Radiological Cut-Off Values for Patient Selection in Intravertebral Cage Augmentation for Osteoporotic Vertebral Fractures: A Preliminary Study
- Author:
Won-Suk HA
1
;
Myung-Hoon SHIN
Author Information
- Publication Type:Clinical Article
- From: The Nerve 2026;12(1):9-18
- CountryRepublic of Korea
- Language:English
-
Abstract:
Objective:Transpedicular intravertebral cage augmentation is a less invasive alternative to corpectomy for osteoporotic vertebral fractures (OVFs) with neurological deficits. However, because the intravertebral cage depends on the residual vertebral shell for support, objective criteria for patient selection remain undefined. This study aimed to identify preoperative cutoff values predictive of mechanical failure.
Methods:Twenty-four patients who underwent transpedicular intravertebral cage insertion with posterior instrumentation for OVFs or Kümmell disease were divided into a mechanical complication (MC) group (n = 9) and a non-MC group (n = 15). Receiver operating characteristic curve analysis was performed to determine preoperative cutoff values.

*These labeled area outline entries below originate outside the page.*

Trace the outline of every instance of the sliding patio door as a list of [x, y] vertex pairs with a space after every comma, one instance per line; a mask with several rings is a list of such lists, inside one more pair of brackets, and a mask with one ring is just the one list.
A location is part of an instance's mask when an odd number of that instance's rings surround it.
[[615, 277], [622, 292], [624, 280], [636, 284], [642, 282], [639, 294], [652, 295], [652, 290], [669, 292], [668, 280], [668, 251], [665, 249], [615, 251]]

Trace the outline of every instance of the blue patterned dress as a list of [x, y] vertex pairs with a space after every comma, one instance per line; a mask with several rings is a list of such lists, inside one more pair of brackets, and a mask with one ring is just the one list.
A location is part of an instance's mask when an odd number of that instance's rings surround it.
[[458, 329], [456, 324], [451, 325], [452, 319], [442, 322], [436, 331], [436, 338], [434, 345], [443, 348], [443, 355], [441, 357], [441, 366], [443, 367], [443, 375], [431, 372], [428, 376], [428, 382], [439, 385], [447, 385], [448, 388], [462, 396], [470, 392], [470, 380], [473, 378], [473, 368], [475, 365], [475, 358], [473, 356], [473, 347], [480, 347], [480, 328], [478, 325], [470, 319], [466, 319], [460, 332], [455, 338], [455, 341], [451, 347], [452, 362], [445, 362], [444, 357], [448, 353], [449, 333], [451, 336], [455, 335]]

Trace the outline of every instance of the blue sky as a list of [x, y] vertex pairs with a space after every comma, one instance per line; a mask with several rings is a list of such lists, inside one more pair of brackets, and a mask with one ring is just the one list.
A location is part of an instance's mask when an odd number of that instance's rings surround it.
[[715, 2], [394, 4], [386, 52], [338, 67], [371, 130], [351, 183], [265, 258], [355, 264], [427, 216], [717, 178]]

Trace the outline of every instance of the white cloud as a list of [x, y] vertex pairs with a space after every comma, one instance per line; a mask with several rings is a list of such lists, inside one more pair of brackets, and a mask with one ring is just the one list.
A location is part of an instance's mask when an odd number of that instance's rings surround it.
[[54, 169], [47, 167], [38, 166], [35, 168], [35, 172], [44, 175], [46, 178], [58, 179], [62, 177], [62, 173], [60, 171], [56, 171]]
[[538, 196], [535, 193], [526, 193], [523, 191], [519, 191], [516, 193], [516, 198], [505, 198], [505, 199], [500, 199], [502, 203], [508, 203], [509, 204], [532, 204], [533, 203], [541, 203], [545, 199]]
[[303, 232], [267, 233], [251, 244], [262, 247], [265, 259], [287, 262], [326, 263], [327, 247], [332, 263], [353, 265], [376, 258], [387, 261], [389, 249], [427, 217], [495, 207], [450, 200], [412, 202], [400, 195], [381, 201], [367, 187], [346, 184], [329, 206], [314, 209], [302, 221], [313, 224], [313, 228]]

Results:The MC group had a lower preoperative index height (13.9 ± 4.2 mm vs. 16.5 ± 2.9 mm; p = 0.043) and a greater pelvic incidence (PI)–lumbar lordosis (LL) mismatch (33.1 ± 17.3° vs. 19.0 ± 11.7°; p = 0.026) than the non-MC group. A preoperative index height of ≤12.7 mm (area under the curve [AUC]= 0.756, specificity = 1.000, p = 0.003) and a PI–LL mismatch of ≥22.9° (AUC = 0.756, odds ratio, 12.0, p = 0.033) were significant predictors of mechanical failure. All patients with an index height of ≤12.7 mm experienced failure. The MC group achieved a greater height restoration ratio (47.4% vs. 22.7%; p = 0.017) but reached a similar postoperative height (~20 mm, p = 0.811), with a strong inverse correlation between preoperative height and restoration ratio (r = −0.804, p < 0.001). Only the MC group showed a significant loss of correction during follow-up (p = 0.020).
Conclusion:A preoperative index height of ≤12.7 mm and a PI–LL mismatch of ≥22.9° may serve as preliminary thresholds indicating the biomechanical limits of intravertebral cage augmentation. In severely collapsed vertebrae, the degree of correction required may exceed what the intravertebral cage can sustain, and these patients may therefore benefit from corpectomy.